As/Is







10.10.2011


Trish: A Romance, Pt. 7 (final section) (Adam Fieled)


VII.

All through intervening years, Trish
never fully left my mind. Many
encounters I lived through were
pointless— one-night stands, flings,
some felt, some not felt at all.
When Trish reentered my life, she
did so directly. Simply, we wanted
each other again. Trish now lived in
an apartment building, with roommates,
on 49th off of Baltimore. The apartment
had a fire escape large enough on which
to sit, and smoke. I was in the process
of beginning to publish seriously, and would
often devise new strategies as I stared

off over the clotheslines and windows.
We were older, less demonstrative— but
we still made love almost every night.
The problem was, this was interspersed with
consumption of cannabis. I am soon to
learn (again) that mutual intoxication cuts off
intimacy. What used to be sparks between
us were now ashes. There were even times
when the “little death” was a bore. So that
for six months we’re in a holding pattern.
This time, it’s Trish’s turn to do a sudden
break. Moreover, she has an older man
waiting in the background. I see them
together in Rittenhouse Square. I’m numb;

I believe (as is the case) that Trish
is mostly frigid. She uses her sex to
ensnare and bind. But making love to
a semi-frigid woman does eventually wear
thin. Still, my attitude is that Trish
and I could still work something out.
This time, Trish never gives me a reason.
The next summer there’s a fresh confrontation—
Trish is very wary, and I’m more
perfunctory than I seem to be. We’re
buried in each other as something to
express. This time, I eventually realize,
Trish is gone for good. But I make
a conscious decision to still love her.

When I look back on the time
I spent with Trish, it occurs to me
that we never knew each other that
well. We were “mad for it,” the passion,
the romance, without being mad for
each other. What’s worth exploring is
what I know about her now. Like
this— that her aims were more strategic,
less organic, than mine.
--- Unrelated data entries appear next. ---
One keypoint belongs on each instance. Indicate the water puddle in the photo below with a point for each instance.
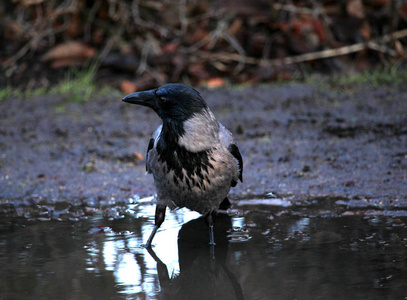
(266, 248)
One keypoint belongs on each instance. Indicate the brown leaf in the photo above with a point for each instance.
(355, 8)
(215, 82)
(128, 87)
(69, 49)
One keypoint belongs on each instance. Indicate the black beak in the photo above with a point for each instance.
(145, 98)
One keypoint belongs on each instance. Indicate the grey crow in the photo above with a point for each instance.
(193, 158)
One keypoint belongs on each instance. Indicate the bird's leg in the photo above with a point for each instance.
(159, 219)
(210, 220)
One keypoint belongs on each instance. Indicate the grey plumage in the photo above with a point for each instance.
(192, 157)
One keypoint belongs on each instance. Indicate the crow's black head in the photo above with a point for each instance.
(172, 102)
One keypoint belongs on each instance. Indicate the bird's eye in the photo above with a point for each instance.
(162, 99)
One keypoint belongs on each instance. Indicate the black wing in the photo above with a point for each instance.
(150, 146)
(236, 153)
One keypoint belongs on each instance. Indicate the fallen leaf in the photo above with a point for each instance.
(215, 82)
(128, 87)
(69, 49)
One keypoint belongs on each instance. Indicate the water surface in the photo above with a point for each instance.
(265, 250)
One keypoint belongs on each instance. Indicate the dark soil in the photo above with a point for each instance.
(300, 142)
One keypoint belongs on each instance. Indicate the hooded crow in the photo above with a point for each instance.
(192, 157)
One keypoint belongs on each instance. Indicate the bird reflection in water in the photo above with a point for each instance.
(203, 272)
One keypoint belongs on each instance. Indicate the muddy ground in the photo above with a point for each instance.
(300, 142)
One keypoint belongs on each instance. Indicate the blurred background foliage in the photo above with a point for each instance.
(134, 45)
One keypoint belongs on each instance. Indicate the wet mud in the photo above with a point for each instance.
(298, 141)
(322, 211)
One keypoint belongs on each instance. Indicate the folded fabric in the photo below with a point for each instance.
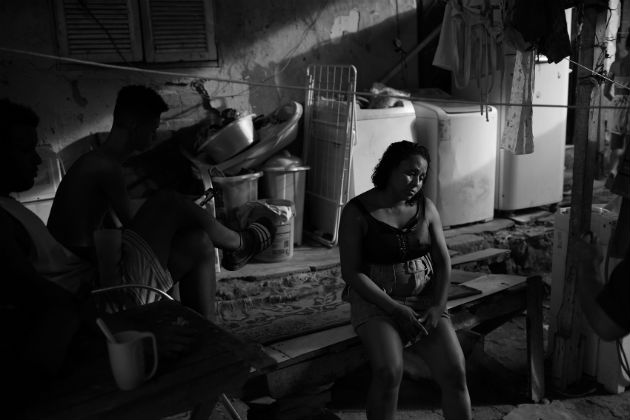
(517, 136)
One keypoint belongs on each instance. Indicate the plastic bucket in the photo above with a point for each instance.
(235, 191)
(288, 184)
(281, 248)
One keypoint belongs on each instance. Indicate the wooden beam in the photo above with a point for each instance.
(535, 347)
(567, 363)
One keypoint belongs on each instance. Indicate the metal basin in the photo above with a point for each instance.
(229, 140)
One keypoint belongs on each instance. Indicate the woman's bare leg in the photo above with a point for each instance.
(443, 354)
(384, 348)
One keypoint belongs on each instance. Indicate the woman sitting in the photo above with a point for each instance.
(397, 270)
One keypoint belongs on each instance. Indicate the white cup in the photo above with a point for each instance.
(127, 360)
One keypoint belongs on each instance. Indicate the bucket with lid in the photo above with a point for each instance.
(234, 192)
(285, 178)
(281, 248)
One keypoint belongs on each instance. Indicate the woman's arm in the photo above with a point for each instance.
(441, 265)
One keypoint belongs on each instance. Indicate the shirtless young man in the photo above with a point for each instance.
(94, 189)
(45, 299)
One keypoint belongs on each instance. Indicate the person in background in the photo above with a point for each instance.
(397, 269)
(606, 305)
(93, 193)
(46, 302)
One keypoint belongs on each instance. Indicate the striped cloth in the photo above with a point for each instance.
(139, 265)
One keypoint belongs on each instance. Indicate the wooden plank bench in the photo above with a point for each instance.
(321, 357)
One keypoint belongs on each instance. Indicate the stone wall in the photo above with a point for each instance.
(263, 41)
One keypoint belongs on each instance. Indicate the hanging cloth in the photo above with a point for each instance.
(517, 134)
(470, 44)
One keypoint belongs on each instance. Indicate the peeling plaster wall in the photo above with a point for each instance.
(266, 41)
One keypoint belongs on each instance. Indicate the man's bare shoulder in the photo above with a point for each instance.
(95, 163)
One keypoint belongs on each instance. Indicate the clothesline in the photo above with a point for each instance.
(291, 87)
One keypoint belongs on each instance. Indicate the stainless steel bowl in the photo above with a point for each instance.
(229, 140)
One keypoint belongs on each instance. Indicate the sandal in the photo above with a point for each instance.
(256, 238)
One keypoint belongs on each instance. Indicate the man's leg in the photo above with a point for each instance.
(191, 264)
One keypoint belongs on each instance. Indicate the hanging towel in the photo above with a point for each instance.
(517, 134)
(470, 44)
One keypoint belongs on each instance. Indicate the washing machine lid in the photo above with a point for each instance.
(455, 107)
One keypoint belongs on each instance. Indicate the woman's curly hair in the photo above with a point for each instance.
(396, 153)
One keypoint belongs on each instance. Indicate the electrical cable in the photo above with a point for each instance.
(281, 86)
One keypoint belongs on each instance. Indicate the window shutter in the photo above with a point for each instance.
(180, 30)
(104, 30)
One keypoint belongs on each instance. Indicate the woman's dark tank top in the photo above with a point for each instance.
(385, 244)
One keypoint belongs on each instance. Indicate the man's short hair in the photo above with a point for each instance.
(137, 102)
(12, 114)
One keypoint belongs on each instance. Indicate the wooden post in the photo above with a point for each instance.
(567, 361)
(535, 351)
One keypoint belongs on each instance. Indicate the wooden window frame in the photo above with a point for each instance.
(144, 26)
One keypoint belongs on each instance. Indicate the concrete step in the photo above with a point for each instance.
(473, 247)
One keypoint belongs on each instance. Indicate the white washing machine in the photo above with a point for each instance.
(462, 145)
(376, 129)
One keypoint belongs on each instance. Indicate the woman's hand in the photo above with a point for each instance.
(432, 316)
(408, 323)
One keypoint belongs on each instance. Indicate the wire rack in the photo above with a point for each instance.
(330, 127)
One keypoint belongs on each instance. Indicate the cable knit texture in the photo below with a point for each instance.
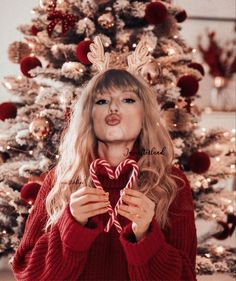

She wanted
to take me and mold me, and I
wouldn’t let her. But this was
buried beneath other imperatives. She
wasn’t strong enough to enforce her
strategies and I was too wild to tame.

The pressing question that follows is—
was it worth it? I’d say it was,
though it could’ve ended in two
corpses. We participated in these scenes
at a time during which there was little
surface-level romance lin America. Bohemian
America had never been a particularly
well-populated locale, but we set up
camp there and in the process confounded
structures that we could’ve let crush us.
Our dreams weren’t especially original,
but our improvisations created a new
context for them. Neither of us came out
of Bohemia— it was a new realm for us.

Is it only because I can still sit
here, writing these lines, that our
escapades still seem like good ideas?
If we did end up corpses, who would
be the wiser? On this account, I
have no solid answers. I can only
say that for some reason, some humans
need the charm, the sparkle, the electricity
of romance, and will put their lives
on the line to attain it. So it was for
us. Those that are kith and kin to us
will understand. Those that aren’t may
choose to laugh at our foolishness. But
it must be dry, accursed laughter to us.